Why is my AWS Batch job stuck in RUNNABLE status?

Last updated: 2021-10-06

My AWS Batch job is stuck in RUNNABLE status. Why is this happening, and how do I get my AWS Batch job unstuck?

Short description

AWS Batch moves a job to RUNNABLE status when the job has no outstanding dependencies and is ready to be scheduled to a host. RUNNABLE jobs are started as soon as sufficient resources are available in one of the compute environments that are mapped to the job's queue.

If enough resources to run a job aren't available, then the job can remain in RUNNABLE status indefinitely. For more information, see Jobs stuck in RUNNABLE status in the AWS Batch User Guide.

To troubleshoot AWS Batch jobs stuck in RUNNABLE status, do the following.

Resolution

Verify that your compute environment has enough resources to run your job

1.    Open the AWS Batch console.

2.    Choose Dashboard.

3.    In the Job queue overview pane, in the RUNNABLE column, choose the job that's stuck in RUNNABLE status. The Job details page appears.

4.    On the Job details page, in the Environment section, review the values for vCPUs and Memory. You need these values to complete steps 7 through 9.

5.    In the left navigation pane, choose Compute environments. Then, in the Name column, find the name of the compute environment where your job needs to run.

6.    Review the Status column for the compute environment. Make sure that it's set to VALID.

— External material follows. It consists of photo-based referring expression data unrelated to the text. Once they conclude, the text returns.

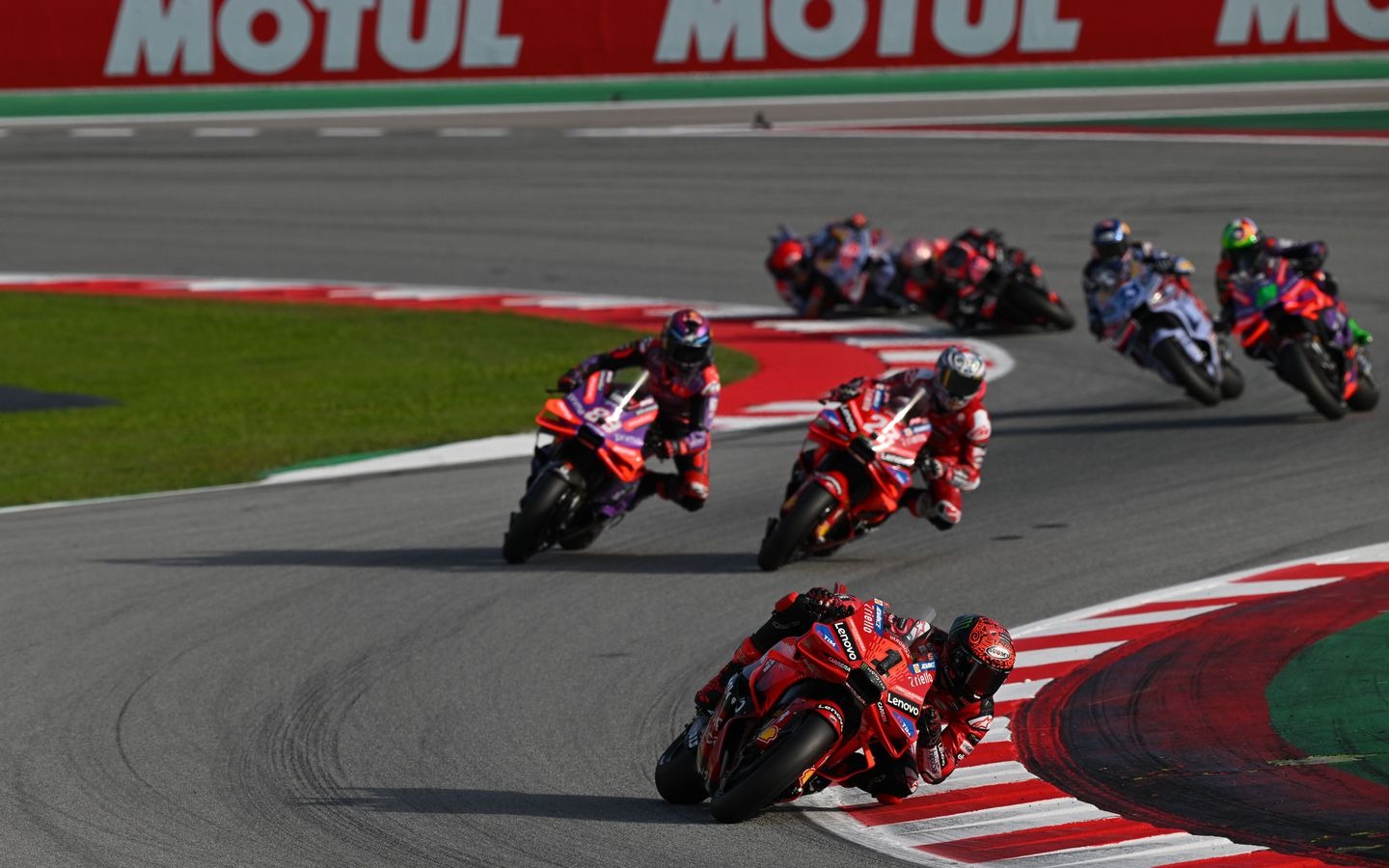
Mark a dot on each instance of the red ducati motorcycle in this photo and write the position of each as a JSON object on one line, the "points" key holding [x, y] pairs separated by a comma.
{"points": [[862, 453], [804, 717]]}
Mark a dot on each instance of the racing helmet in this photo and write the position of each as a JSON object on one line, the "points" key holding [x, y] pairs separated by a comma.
{"points": [[917, 260], [788, 258], [977, 657], [957, 378], [1240, 242], [1110, 239], [955, 261], [687, 339]]}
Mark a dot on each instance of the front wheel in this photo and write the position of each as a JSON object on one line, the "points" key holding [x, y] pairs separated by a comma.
{"points": [[531, 523], [764, 778], [677, 775], [1174, 359], [793, 529], [1309, 378]]}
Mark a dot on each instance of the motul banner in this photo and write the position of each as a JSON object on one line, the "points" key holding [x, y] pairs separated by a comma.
{"points": [[101, 43]]}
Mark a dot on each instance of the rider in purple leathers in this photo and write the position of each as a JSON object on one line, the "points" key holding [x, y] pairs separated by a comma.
{"points": [[802, 265], [685, 385]]}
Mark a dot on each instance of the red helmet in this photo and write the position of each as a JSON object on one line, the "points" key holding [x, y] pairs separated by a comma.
{"points": [[917, 258], [788, 258], [955, 261], [977, 657]]}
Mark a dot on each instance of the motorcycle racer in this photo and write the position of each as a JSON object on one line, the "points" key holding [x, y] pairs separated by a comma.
{"points": [[969, 662], [802, 265], [1246, 250], [685, 384], [1116, 256], [960, 432]]}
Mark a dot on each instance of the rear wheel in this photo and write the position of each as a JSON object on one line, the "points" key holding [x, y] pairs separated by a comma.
{"points": [[764, 778], [1174, 359], [1029, 305], [531, 523], [677, 776], [1366, 394], [793, 529], [1312, 379]]}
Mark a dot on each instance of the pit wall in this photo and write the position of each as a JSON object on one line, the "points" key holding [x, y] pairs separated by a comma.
{"points": [[177, 43]]}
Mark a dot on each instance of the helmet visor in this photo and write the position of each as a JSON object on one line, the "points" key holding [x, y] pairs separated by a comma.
{"points": [[979, 679], [1110, 250], [957, 388], [685, 354]]}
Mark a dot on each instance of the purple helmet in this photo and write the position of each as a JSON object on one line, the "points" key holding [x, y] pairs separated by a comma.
{"points": [[685, 339]]}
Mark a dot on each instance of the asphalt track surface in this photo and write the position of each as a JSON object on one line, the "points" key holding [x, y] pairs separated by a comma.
{"points": [[347, 674]]}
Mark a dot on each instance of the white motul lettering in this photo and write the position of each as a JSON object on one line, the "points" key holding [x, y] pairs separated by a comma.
{"points": [[845, 27], [1044, 29], [341, 32], [482, 41], [293, 31], [161, 37], [950, 22], [432, 49], [897, 28], [1274, 19], [710, 25], [1363, 18]]}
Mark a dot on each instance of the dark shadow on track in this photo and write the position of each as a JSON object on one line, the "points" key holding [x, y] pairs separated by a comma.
{"points": [[432, 800], [470, 560]]}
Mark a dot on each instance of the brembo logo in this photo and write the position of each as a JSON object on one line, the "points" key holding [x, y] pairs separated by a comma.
{"points": [[271, 37], [845, 639]]}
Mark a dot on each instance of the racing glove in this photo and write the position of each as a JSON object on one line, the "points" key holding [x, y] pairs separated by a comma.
{"points": [[821, 605], [659, 446]]}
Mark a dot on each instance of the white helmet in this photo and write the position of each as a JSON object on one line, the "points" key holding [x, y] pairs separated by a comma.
{"points": [[959, 376]]}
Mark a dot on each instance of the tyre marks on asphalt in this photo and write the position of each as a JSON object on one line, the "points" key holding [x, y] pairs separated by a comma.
{"points": [[997, 810]]}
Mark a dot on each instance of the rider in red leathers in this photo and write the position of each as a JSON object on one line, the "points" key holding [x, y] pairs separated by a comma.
{"points": [[960, 432], [971, 662], [685, 385]]}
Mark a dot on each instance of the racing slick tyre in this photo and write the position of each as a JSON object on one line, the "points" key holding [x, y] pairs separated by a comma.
{"points": [[677, 776], [1031, 305], [1307, 376], [1366, 394], [1190, 378], [763, 779], [528, 527], [793, 528], [1231, 384]]}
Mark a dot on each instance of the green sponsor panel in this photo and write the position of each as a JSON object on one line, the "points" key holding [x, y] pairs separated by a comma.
{"points": [[675, 88], [1332, 700]]}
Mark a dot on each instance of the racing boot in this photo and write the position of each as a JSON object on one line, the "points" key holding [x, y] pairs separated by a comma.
{"points": [[1361, 337], [706, 699]]}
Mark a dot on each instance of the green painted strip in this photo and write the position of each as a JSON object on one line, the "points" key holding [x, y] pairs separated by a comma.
{"points": [[38, 104], [1332, 700], [337, 460]]}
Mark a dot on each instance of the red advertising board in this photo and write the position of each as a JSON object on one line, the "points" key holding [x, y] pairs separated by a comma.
{"points": [[104, 43]]}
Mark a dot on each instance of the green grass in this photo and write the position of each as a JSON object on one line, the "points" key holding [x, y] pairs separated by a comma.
{"points": [[221, 392]]}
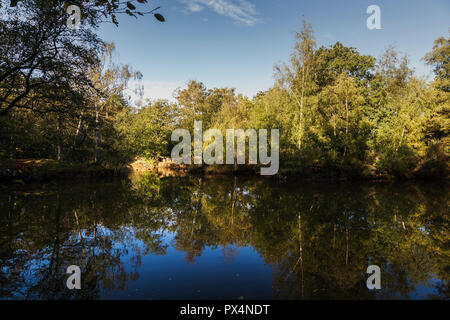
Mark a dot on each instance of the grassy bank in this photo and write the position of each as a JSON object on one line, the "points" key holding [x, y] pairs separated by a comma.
{"points": [[20, 170]]}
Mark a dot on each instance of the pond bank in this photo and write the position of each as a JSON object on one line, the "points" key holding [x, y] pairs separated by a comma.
{"points": [[49, 169]]}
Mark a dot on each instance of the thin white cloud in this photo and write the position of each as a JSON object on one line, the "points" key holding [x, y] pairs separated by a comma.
{"points": [[241, 11], [154, 90]]}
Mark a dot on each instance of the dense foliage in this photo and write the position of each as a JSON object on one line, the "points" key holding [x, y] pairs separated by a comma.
{"points": [[340, 113]]}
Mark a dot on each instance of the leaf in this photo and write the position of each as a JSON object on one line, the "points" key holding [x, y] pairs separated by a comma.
{"points": [[131, 6], [159, 17]]}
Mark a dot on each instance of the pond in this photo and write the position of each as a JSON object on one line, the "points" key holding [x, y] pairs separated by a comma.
{"points": [[224, 237]]}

7.    Review the State column for the compute environment. Make sure that it's set to ENABLED.

8.    Review the Max vCPUs column and the Desired vCPUs column for the compute environment. Make sure that the Max vCPUs value is set high enough to allow AWS Batch to increase the number of Desired vCPUs to run jobs.

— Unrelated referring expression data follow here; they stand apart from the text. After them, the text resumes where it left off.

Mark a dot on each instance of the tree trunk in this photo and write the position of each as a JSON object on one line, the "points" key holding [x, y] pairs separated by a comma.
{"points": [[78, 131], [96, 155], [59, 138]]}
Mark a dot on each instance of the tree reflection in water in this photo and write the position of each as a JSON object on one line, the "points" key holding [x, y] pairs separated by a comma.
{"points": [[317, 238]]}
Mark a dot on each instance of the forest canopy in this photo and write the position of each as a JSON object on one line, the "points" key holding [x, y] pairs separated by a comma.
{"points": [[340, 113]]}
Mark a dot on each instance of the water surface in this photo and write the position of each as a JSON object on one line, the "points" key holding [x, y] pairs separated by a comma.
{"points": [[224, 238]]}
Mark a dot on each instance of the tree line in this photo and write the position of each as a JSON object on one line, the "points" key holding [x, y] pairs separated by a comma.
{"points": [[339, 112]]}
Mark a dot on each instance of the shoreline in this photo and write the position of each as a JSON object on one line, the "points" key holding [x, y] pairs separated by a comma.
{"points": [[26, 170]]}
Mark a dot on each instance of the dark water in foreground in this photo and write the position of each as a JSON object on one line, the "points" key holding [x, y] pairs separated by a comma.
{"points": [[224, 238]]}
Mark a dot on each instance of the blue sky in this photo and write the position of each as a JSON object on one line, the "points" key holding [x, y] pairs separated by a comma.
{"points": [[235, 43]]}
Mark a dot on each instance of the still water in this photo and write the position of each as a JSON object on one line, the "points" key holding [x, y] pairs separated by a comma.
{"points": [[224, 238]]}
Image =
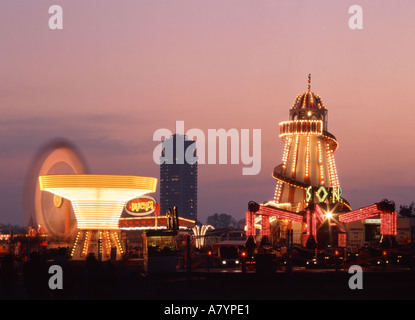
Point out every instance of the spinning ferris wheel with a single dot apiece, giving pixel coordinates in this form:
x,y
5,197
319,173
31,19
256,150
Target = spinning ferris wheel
x,y
53,213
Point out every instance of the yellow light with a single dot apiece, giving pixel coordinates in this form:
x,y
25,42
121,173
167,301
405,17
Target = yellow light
x,y
97,200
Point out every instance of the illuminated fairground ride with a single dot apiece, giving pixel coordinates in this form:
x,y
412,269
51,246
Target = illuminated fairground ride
x,y
43,209
308,193
97,201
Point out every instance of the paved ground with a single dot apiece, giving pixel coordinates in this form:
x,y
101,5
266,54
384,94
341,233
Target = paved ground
x,y
126,282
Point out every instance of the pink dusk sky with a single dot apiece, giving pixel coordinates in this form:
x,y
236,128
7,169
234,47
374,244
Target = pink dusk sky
x,y
120,70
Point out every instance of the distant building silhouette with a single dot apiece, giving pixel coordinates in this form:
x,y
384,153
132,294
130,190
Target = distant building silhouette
x,y
178,177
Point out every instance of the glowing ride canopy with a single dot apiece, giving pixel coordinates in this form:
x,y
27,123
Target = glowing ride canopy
x,y
97,200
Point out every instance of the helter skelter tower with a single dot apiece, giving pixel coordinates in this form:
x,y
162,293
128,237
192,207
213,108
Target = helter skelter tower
x,y
308,171
308,191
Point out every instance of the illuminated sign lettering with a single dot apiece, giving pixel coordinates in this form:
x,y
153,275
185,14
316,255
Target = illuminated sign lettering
x,y
323,193
141,206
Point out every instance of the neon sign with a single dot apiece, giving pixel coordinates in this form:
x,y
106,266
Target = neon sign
x,y
322,193
141,206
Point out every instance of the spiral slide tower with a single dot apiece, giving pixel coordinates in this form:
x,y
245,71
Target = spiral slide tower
x,y
308,158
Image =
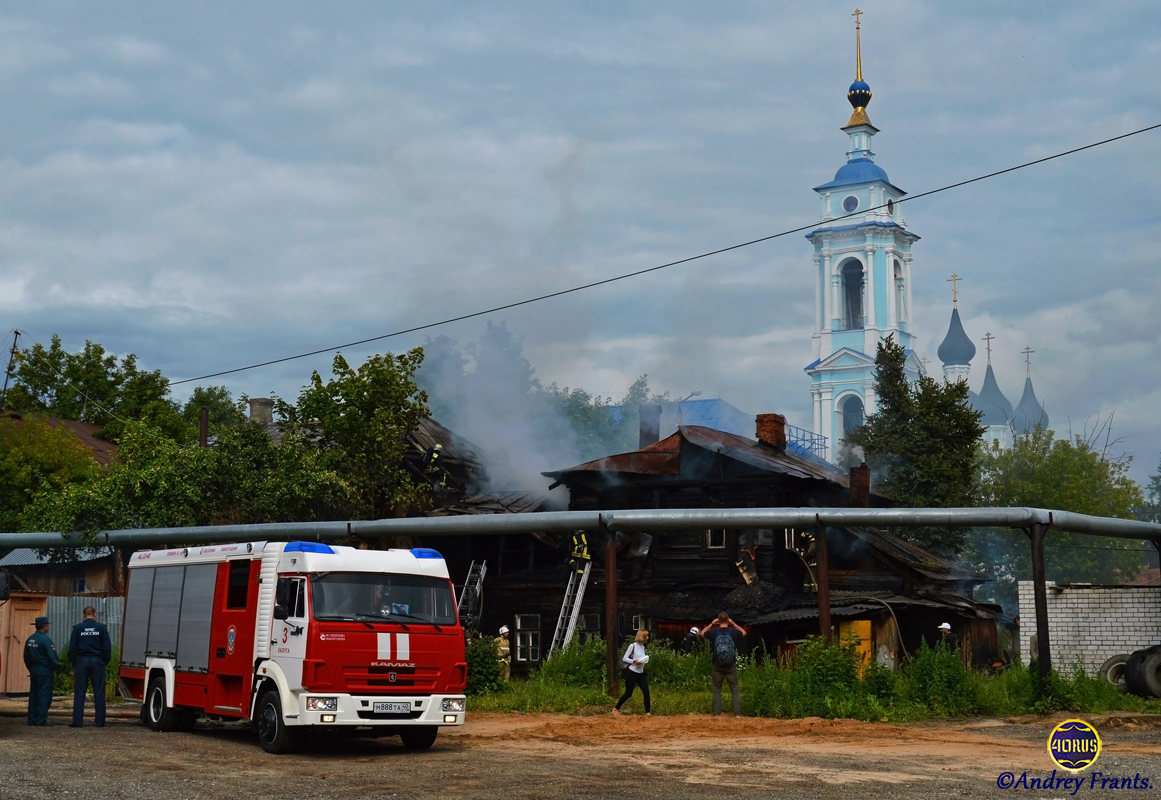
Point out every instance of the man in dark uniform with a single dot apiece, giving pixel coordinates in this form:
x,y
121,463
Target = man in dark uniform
x,y
43,665
89,649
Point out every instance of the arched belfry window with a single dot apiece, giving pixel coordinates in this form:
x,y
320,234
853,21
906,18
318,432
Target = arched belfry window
x,y
900,293
853,415
852,295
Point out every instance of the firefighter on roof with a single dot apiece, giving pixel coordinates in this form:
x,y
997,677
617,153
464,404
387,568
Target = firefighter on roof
x,y
43,665
579,555
432,468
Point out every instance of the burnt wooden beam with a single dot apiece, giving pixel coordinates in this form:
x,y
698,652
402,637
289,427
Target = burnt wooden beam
x,y
1040,592
611,642
822,578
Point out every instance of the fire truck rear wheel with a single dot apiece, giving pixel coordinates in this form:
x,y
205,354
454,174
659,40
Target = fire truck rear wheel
x,y
419,739
158,716
272,729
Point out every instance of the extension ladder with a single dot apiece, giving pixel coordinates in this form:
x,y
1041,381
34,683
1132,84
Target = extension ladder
x,y
474,586
570,610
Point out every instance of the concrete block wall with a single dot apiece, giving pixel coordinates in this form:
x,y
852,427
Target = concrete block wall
x,y
1091,624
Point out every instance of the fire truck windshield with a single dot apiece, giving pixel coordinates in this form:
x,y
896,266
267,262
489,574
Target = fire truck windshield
x,y
404,598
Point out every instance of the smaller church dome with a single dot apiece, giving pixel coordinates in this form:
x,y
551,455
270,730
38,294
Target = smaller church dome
x,y
859,94
992,402
1029,412
856,171
956,347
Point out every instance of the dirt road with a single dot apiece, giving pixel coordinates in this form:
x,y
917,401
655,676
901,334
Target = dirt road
x,y
540,756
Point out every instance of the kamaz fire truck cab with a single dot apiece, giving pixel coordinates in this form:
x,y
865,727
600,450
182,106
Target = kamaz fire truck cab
x,y
295,636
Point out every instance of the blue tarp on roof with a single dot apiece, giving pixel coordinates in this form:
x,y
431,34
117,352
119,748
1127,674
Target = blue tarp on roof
x,y
26,556
719,415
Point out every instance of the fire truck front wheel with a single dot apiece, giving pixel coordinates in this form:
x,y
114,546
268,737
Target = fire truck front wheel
x,y
158,716
419,739
272,730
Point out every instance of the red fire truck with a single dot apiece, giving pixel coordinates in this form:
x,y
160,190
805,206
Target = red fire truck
x,y
294,636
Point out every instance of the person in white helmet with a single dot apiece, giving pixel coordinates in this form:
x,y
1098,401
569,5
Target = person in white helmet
x,y
505,653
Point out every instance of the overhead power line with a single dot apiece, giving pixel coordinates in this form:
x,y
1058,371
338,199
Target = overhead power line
x,y
635,273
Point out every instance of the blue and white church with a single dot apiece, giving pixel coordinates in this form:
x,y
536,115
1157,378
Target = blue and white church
x,y
863,279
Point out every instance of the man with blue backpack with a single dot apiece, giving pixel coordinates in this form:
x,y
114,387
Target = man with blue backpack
x,y
725,635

9.    Verify that the Desired vCPUs value is the same or higher than the number of vCPUs the job needs to run.

10.    If Desired vCPU is 0, check the amount of memory and CPU resources available for your Amazon Elastic Compute Cloud (Amazon EC2) instance type.

-or-

If Desired vCPU is higher than 0 or your job is still in RUNNABLE status, complete the steps in the following section of this article.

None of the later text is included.